Cummins developed a position with the title "Global Supplier Improvement Leader," and the job duties are dedicated to building supplier capabilities and strengthening performance, continuous improvement, accountability, and leadership. The person holding the job must be able to coach and mentor suppliers, drive improvement through the supply chain, and support consensus among stakeholders.

The Georgia Tech Scheller College of Business offers a team-based "Supply Chain Leader Development Program" that is designed for high- to mid-level directors and managers in areas of global operations and supply chain. The five-day executive education program offers a blended learning experience via case studies, experiential activities, lectures, peer-to-peer, and team activities. The modules cover strategic thinking, operational excellence, and custom program options. Strategic thinking covers topics like developing an end-to-end supply chain leadership mindset, supply chain alignments, managing supply chain risks, and other relevant topics. Operational excellence includes managing inventory, logistics excellence, value creation, and managing non-financial and operational performance. Custom program options cover topics like strategic negotiation skills and corporate value creation.

Building Supplier Capacity Begins at the Organizational Level
These three examples show the approaches companies are taking to develop capacity building suppliers. They are developing leadership in their organizational leaders and in their suppliers – leaders who can develop markets, achieve operational excellence, think strategically, allocate resources, drive accountability, deliver results, manage a volatile business environment, and build capacity.

Supplier leadership also requires the ability to work collaboratively. One of the characteristics of a high performance organization is leadership at every level of the organization. Corporations need leadership that can mobilize the organization as needed, including the supply chain, and suppliers need leaders who can build high-performance organizations.

Supply chains are more global and more complex than they have ever been before, located across multiple countries in which each has unique risks and the power to disrupt the upline supply chain. Corporate procurement and sourcing professionals depended mostly on price in the past to select suppliers, but today they need suppliers who can grow capacity, manage risks, and provide consistently excellent performance. They need to be partners who can generate value for their own companies and for corporate clients at the same time. Suppliers need high-quality leadership within their companies who can work with equally high-quality corporate supply chain leaders.

If organizational leaders and supplier leadership need the same qualities, it makes sense for corporations to invest in leadership training for key suppliers as well as corporate leaders. Many companies have developed their supply chains based on incremental cost savings and not on their ability to support organizational objectives or to create long-term values. Common issues among suppliers include failure to comply with regulatory standards, poor customer service, poorly designed products or services, and price volatility.

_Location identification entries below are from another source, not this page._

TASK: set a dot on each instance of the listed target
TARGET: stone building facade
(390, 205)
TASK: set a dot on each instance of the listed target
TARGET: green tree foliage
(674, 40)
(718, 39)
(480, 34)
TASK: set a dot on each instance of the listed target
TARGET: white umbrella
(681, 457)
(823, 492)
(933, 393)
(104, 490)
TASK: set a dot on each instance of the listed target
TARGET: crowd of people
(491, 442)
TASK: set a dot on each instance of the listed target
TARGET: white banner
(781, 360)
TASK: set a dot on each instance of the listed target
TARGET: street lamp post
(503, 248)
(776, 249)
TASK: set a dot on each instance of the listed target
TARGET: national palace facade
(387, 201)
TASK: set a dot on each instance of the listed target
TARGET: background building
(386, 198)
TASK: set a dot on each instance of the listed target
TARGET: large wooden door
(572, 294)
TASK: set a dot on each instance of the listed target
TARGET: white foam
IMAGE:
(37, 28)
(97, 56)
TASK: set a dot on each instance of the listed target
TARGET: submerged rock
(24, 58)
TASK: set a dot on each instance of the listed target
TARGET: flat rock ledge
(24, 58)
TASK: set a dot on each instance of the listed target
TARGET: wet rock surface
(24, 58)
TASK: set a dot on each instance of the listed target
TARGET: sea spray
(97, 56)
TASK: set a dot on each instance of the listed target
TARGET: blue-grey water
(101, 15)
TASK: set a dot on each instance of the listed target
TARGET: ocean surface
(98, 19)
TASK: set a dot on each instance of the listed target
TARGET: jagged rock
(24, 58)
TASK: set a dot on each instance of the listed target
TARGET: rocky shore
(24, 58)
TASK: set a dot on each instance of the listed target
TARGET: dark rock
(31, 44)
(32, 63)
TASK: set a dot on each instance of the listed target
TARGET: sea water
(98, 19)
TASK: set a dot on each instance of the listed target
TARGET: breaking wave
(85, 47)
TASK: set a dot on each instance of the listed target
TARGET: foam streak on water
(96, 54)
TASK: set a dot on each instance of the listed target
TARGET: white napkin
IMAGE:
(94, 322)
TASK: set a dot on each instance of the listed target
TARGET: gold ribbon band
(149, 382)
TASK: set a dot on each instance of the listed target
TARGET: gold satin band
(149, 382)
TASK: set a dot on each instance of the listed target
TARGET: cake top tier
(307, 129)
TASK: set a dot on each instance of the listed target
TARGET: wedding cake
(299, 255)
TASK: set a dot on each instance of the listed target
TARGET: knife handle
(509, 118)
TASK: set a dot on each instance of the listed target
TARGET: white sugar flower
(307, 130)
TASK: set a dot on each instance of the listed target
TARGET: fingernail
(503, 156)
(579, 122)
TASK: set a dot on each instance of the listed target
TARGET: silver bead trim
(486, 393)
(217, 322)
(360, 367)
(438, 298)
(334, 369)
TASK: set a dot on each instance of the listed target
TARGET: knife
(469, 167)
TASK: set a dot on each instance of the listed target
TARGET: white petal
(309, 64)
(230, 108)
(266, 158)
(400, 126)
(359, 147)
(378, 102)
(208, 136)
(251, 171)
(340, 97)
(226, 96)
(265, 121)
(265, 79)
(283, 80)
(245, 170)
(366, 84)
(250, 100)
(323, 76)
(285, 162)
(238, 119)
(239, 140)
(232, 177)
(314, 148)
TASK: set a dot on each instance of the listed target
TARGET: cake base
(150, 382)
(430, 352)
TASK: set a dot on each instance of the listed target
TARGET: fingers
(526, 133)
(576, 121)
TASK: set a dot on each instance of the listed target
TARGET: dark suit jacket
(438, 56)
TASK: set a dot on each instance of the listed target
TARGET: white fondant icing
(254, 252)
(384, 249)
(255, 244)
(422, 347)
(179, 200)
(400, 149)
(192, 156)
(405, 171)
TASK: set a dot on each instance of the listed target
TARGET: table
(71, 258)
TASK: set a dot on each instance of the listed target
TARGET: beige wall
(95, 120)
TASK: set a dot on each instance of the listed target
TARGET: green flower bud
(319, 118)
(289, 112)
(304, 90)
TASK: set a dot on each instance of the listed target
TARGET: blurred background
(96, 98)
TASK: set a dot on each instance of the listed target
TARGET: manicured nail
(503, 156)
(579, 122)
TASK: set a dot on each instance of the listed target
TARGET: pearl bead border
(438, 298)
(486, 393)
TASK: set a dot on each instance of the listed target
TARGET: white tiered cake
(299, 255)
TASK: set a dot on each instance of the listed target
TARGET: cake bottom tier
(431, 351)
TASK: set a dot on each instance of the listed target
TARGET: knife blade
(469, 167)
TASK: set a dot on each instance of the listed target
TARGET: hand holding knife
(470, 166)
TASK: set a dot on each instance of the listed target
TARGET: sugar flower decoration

As supply chains grow to be more diverse and complex, they are also exposed to risks that are unpredictable – environmental, political, and economic. The specific kinds of risks depend on the location of the supplier, but every key supplier needs a risk management plan in place.

Building Supplier Capabilities and Capacity on Business Objectives
To minimize the risks of supply chain disruption and to get the greatest value, suppliers need to understand and evolve capabilities around business objectives. To effectively achieve objectives, leadership in the supply chain should be capable of running their companies toward this end. They should know how to manage cash flow, inventories, logistics, risks, technology, sustainability, talent, technology (i.e. data analytics, cybersecurity, transparency, etc.), uncertainty, and scalability.

To build capacity, suppliers should know how to adapt to seasonal inventory requirements, expand production as the corporation grows, manage continuous improvement, and manage potential growth based on information supplied by their corporate customers.

Short-term tactical management approaches in the volatile global marketplace are going to leave suppliers and customers unable to meet objectives. Senior managers in critical supplier companies should have skills to develop and implement longer-term strategies for growth.

Investing in the leadership training in the supply chain is a natural next step in supplier relationship management and risk management.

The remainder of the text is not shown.